Monday, June 19, 2017

Wholeness and wholesomeness: Waitress reviewed

More from the vaults...

Waitress (2007) starts off bitter and slowly graduates towards sweet, and by the end is more than a little cloying. Still, if you can forgive it that, there's a lot to like here.

Keri Russell (who 2017 me has just remembered was also the best thing in Austenland) plays Jenna - a typical waitress in a classic American diner, with a pie fixation, a lousy husband and an initially unwanted pregnancy. Via an affair with her doctor and with the support of an ensemble of small town comic stock types, she finds herself!

So full of archetypes is it, Waitress only really makes sense to me as the filming of an indie slice-of-life graphic novel, a four-colour tale of wacky waitresses, bad-tempered cooks and nerdy-but-loveable suitors. But that's not necessarily a bad thing if it's done with skill, as it is here thanks to presiding spirit writer/director/co-star Adrienne Shelley *.

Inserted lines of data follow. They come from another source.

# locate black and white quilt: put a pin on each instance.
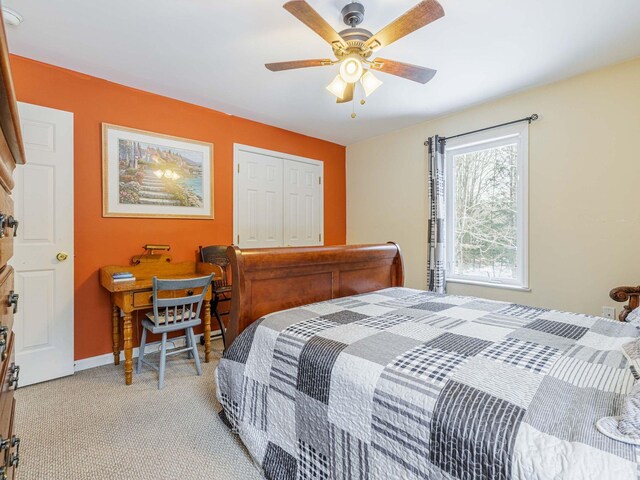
(406, 384)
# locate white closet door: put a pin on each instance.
(302, 204)
(259, 214)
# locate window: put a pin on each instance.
(487, 207)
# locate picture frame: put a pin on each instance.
(152, 175)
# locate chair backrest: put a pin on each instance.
(176, 310)
(217, 254)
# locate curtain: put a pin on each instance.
(436, 257)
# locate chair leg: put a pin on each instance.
(143, 342)
(221, 325)
(194, 349)
(163, 361)
(187, 339)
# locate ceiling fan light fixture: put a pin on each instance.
(338, 87)
(370, 82)
(351, 68)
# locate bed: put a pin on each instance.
(337, 371)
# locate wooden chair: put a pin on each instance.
(181, 311)
(217, 254)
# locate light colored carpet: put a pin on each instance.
(91, 426)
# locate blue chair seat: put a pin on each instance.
(173, 314)
(151, 326)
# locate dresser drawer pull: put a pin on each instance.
(14, 371)
(3, 342)
(13, 300)
(14, 459)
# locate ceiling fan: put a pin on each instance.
(354, 46)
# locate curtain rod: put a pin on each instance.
(530, 119)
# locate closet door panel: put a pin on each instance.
(302, 204)
(259, 213)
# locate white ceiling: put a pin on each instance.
(212, 53)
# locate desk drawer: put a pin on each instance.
(145, 299)
(6, 310)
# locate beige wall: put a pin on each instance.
(584, 188)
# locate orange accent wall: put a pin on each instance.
(101, 241)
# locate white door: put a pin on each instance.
(258, 200)
(43, 199)
(302, 203)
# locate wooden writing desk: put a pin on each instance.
(136, 295)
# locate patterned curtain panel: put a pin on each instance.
(436, 256)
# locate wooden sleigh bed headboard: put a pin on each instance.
(267, 280)
(623, 294)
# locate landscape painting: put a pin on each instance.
(153, 175)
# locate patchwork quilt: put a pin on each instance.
(407, 384)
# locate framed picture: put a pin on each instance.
(147, 174)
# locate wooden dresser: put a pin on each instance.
(11, 153)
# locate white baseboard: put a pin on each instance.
(107, 358)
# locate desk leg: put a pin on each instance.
(116, 335)
(128, 348)
(207, 331)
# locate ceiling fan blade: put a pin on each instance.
(307, 15)
(404, 70)
(348, 93)
(422, 14)
(279, 66)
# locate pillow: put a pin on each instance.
(631, 350)
(625, 427)
(629, 419)
(634, 317)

Rather, it makes it a film with a vision - a way of looking at the world. Wholeness and wholesomeness.

Until the last act, Waitress does a good job of tempering this sweetness with the damaged marital relationship at its core. And it's not that I begrudge the film its happy ending, it's just that without that dilution the mawkishness goes right up to 11 and it loses its charm somewhat.

Up to that point though, a most likeable picture.

* who was tragically murdered shortly before the film was released.